When I wrote that, it was mainly as a counterpoint to Sebastien Lambla's
article
advocating the ReaderWriterLock
. But taken in isolation, my article is a little bit too down on the
ReaderWriterLock
. While I believe everything I wrote is technically correct, I neglected to mention that
there are cases where ReaderWriterLock
is A Good Thing. This may have left readers with the
impression that I thought that Monitor
is always a better choice; that's not what I was intending to
say - I merely think that ReaderWriterLock
doesn't always offer the improvements you might be
expecting.
So what would a scenario where the ReaderWriterLock
is a good solution look like?
As I said in the previous article, the right choice of locking primitive is determined both by the pattern of access and
the level of contention. The example I showed is a bad candidate for the ReaderWriterLock
because the
lock protects a very small amount of data, and the code holds the lock for a very short period. In other words, the
example is using a fine-grained locking strategy.
ReaderWriterLock
can be a whole lot more useful is if you are locking at a much more
coarse-grained level. (I.e., using locks to protect large bodies of data, rather than tiny pieces.) Matthew gave the
example of an MVC environment, with several subscribers to a model. Most of the time, when these subscribers
access the model, they are reading from it. In his system, these subscribers often do non-trivial amounts of work while
holding a read lock on the model, with some of the processing involving network IO. Because of this potential for
blocking, the observers do this work on worker threads. There is a tendency for all of the observers to want to read
simultaneously because they are triggered by events raised by the model they all observe. The speed with
which updates are processed is important, because many of the observers are responsible for keeping the screen
up to date. (Obviously using Control.BeginInvoke
where necessary when multiple threads have
been used.) You only have a limited budget of time in which to process things before the UI will start to feel
sluggish.
All of this makes the system likely to benefit from the ReaderWriterLock
. The lock is going to be held
for a relatively long time, and there will be a correspondingly high probability that multiple threads will be looking to
acquire the lock concurrently. Whereas in my non-ReaderWriterLock
-friendly example, the likelihood of a
context switch occurring while the lock was held was very small, in Matthew's scenario, is it almost certain to happen.

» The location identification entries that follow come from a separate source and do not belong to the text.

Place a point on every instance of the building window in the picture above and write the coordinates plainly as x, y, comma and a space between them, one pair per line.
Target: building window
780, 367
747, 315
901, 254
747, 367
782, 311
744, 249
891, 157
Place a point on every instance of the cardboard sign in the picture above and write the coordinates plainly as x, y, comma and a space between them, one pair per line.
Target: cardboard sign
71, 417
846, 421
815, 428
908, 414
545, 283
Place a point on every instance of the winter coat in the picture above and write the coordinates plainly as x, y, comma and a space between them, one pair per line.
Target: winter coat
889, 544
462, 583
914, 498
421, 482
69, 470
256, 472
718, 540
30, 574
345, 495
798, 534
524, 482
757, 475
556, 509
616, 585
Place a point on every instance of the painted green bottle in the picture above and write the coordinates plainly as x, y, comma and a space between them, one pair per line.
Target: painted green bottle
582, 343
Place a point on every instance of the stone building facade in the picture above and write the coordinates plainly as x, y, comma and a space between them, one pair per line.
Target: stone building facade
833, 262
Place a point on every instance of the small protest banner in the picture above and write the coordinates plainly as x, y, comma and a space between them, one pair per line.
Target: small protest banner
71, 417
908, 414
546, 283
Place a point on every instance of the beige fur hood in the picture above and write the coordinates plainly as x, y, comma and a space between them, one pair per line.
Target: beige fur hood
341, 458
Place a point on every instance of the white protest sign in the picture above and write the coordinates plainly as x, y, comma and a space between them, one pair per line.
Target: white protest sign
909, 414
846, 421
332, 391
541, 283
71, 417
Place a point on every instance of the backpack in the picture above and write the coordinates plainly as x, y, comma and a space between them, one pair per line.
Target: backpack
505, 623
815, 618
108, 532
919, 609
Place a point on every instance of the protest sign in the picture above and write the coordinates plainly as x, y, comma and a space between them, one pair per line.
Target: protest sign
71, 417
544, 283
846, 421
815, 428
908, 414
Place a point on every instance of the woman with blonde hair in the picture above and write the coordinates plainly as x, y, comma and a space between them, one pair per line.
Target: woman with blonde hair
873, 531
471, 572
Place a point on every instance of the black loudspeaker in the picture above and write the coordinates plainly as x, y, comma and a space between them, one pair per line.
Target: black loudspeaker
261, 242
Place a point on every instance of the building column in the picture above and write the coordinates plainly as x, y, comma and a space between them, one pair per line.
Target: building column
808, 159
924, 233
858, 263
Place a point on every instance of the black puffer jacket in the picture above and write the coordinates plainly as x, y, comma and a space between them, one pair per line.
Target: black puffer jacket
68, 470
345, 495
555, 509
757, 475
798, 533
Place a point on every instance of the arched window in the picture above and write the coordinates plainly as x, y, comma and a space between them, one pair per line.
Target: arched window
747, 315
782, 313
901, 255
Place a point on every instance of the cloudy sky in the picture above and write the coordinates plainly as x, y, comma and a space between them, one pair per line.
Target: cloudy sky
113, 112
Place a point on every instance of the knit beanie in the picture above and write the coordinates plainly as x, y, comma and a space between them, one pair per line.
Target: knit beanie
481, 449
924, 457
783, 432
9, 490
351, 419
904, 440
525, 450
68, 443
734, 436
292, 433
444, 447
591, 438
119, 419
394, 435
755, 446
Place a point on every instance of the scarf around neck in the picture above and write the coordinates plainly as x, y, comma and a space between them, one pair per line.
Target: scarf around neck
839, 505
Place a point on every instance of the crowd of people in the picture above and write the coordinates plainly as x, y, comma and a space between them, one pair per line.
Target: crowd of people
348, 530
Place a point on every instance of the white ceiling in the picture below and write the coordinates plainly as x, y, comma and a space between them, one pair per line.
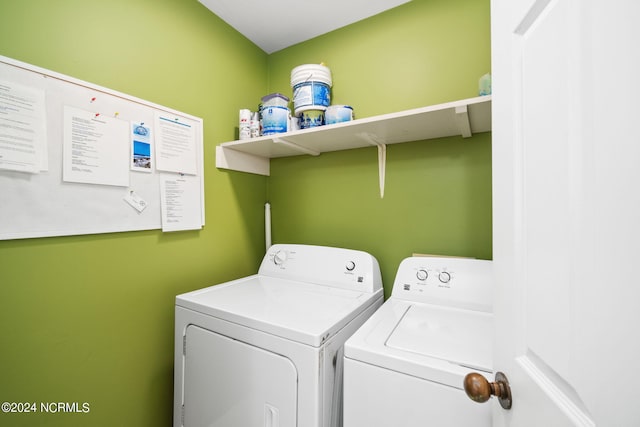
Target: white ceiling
275, 24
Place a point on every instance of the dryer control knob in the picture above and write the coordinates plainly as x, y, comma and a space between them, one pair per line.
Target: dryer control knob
279, 257
444, 277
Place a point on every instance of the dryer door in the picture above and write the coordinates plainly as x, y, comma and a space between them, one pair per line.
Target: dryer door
228, 383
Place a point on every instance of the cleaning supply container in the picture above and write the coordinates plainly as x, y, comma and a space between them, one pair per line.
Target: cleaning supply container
275, 120
311, 85
311, 116
338, 114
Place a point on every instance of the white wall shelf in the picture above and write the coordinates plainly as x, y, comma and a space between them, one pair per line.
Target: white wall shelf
464, 118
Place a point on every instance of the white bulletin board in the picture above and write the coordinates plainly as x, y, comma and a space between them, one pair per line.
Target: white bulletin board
72, 188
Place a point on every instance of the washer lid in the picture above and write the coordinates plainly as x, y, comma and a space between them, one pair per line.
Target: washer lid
299, 311
424, 341
459, 336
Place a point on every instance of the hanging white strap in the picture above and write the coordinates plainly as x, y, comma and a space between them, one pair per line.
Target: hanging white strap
382, 157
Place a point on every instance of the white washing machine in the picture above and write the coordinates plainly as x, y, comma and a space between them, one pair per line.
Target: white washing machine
266, 350
405, 366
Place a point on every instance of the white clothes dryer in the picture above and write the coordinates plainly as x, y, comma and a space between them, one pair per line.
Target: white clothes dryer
405, 366
266, 350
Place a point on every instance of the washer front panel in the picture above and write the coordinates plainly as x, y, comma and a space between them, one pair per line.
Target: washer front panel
251, 387
298, 311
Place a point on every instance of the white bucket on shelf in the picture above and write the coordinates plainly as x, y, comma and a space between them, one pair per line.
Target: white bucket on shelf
311, 85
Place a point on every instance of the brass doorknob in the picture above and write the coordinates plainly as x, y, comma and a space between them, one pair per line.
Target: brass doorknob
479, 389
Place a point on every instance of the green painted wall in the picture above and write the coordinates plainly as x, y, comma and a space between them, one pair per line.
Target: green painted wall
438, 193
77, 326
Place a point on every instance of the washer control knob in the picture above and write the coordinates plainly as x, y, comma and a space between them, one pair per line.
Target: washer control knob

This is where the ReaderWriterLock
shines - if most of the time you get read-only
access with the odd update, it can allow the reads to progress concurrently.
This is a real system by the way, rather than a hypothetical scenario, just in case you weren't sure. It originally
used Monitors
, and typically took several seconds to open up the UI on a given bit of the model, as all
the various views and other observers took it in turns to read and process the data they required. By changing it to use
a ReaderWriterLock
, this time was reduced to a fraction of a second.
ReaderWriterLock
is arguably at its best when used like this - enabling a coarse grained locking
strategy rather than a complex, fiddly, fine-grained strategy with many locks, without compromising performance.